Robert Milton Underwood, Jr. Page 14 2000 4. Identification of synonyms concerning data fields. Synonyms, as described during the discussion of sin number five above, are data fields that have the same meanings, but different names. 5. Mapping of all input data fields to business names in the data model. 6. Updating and normalization of the data model as needed for the data warehouse. Sin number seven Sin number seven is the failure to learn from mistakes, and can also represent disregard of, or inattention to, the principles discussed in any or all of the prior six sins. Valuable lessons can be learned from mistakes that have occurred in the past or during creation and implementation of the data warehouse. As mistakes are corrected, it is important to document the associated problem(s) and the subsequent solution(s). Turner Sales should make sure that they take the time to understand how problems occurred, and realize that those problems do not have to be repeated if careful analysis takes place of past, present, and potential problem areas. If they fail to learn from mistakes that have already occurred, then they may fall victim to sin number seven. Some mistakes may seem very small indeed, and may be noticed and corrected by only one IT specialist. However, it is important that the individual responsible for correcting the problem document the incident so that future employees can avoid the problem altogether. That way, if the IT specialist leaves the firm, there would be some way for future employees to reference the problem(s) that the data warehouse has experienced and their associated solution(s).

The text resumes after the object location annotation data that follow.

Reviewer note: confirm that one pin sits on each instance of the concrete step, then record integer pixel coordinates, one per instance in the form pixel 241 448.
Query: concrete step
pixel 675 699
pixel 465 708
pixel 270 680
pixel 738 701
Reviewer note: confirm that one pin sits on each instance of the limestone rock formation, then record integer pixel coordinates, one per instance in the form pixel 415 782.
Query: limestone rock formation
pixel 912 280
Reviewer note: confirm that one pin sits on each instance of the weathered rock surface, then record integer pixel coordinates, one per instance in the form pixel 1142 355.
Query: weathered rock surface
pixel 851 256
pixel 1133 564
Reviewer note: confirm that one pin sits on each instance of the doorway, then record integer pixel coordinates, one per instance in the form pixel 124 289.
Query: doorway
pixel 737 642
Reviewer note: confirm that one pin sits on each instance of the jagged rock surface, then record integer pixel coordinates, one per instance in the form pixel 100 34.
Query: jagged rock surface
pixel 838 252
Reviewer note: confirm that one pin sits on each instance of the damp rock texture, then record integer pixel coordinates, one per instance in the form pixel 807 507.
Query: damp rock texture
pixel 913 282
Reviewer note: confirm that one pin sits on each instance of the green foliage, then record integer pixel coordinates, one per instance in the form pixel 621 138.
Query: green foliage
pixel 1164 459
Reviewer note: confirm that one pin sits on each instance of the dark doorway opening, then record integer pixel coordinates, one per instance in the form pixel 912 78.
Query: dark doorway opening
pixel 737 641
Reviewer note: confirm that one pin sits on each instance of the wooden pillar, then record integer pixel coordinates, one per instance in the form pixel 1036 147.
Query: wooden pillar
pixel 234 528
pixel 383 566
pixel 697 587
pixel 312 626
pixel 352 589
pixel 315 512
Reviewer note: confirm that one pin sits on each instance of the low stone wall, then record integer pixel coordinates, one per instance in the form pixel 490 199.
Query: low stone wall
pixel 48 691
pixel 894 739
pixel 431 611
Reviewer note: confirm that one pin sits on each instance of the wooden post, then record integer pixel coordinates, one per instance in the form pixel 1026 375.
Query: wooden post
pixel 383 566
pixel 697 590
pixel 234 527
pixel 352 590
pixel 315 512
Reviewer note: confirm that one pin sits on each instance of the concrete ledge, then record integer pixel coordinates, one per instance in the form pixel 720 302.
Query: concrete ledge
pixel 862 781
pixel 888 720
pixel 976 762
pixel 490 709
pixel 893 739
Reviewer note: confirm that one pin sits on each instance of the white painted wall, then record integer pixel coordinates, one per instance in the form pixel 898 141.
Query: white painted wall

Robert Milton Underwood, Jr. Page 15 2000 Conclusion Many companies have fallen victim to one or more of the seven deadly sins during construction of a data warehouse. Since the project can consume many resources and countless hours, it is important that Turner Sales is clear on their objectives at each stage of the development of their data warehouse. In some ways, they may not have as many problems as other companies may have, despite their size. For instance, their plan to have the entire company s application base run on Microsoft products will allow them a good platform on which to build consistent data. They have recognized that Microsoft products integrate well. From Microsoft Office applications to SQL Server, Turner Sales has chosen computer products that will allow them to minimize problems associated with differences in data types. If Turner Sales pays attentions to each of the important points discussed with regards to the seven deadly sins, they should be positioned to have a very successful data warehouse project.